I posted my thoughts on the 1983 production on my live journal (pennksi) - feel free to have a look and comment.
Anonymous said…
Just happened across this entry of yours from last year. Good stuff.

I agree with nearly everything you wrote here about Mansfield Park. I've been particularly startled to hear various people say that Mary is Elizabeth-Bennet-like or Austen-like or otherwise a fun, witty, enjoyable character; I always thought she was pretty awful.

But I also found Fanny insufferable throughout the book. Even though I share a fair bit of Fanny's capacity for judging others on moral grounds, I found her really annoying to read about.

Which left me without much interest in the book. I found the whole book dull and slow and overlong.

So for me, I don't think it's possible to solve the problem of Fanny in a movie except by turning her into someone else; the truer she is to the character in the book, the less interesting I'm likely to find her.

...And add me to the list of those who adored Northanger Abbey. I read it right after Mansfield Park, and found it a delightful breath of fresh air. (And short!) I didn't care about the specifics of the genre she was discussing; to me, Catherine (in N.A.) is recognizably fannish, regardless of what exactly her fandom is. The fact that her genre of choice is so easily parodied only added to my enjoyment.
The Rush Blog said…
As I say in my post, Mary doesn't even try to redeem herself - she's as shallow and conceited at the end of the novel as she was at its beginning, and I can't believe that she and Edmund would have made each other happy.

Yes, Mary is shallow and conceited. She can also be a very nice and shrewd person. Why can't Mary or Henry have both good and bad qualities? This is normal for human beings. Why do they have to be one or the other?

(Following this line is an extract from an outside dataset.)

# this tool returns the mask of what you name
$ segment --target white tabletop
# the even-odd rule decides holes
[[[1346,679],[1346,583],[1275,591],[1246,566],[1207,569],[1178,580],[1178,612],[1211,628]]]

This is why I find it increasingly difficult to like both Fanny and Edmund. Because they are "virtuous" and "brave" and "pure", I'm supposed to swoon over their goodness. Well, screw that. I'm no where near that good. And I certainly don't want to cheer for a fictional character who is supposed to be that ridiculously good.
Anonymous said…
No one in "MANSFIELD PARK" is redeemable. That's why it's my least favorite Austen novel. That's why I find Fanny's triumph over Mary a joke. I'm not saying that Mary is a heroine and Fanny is not. As far as I'm concerned, neither of them are. Fanny remained the same self-righteous and judgmental person that allows her personal prejudices to dictate her decisions and actions. Mary is the same charming, yet calculating and manipulative woman on the lookout for advantageous marriage. Neither of them has really changed.

Why can't filmmakers of a future "MANSFIELD PARK" portray ALL of the characters as flawed people that seem incapable of acknowledging their flaws and making any future improvement. It would be a more honest portrayal, instead of labeling one as "good" and the other as "bad".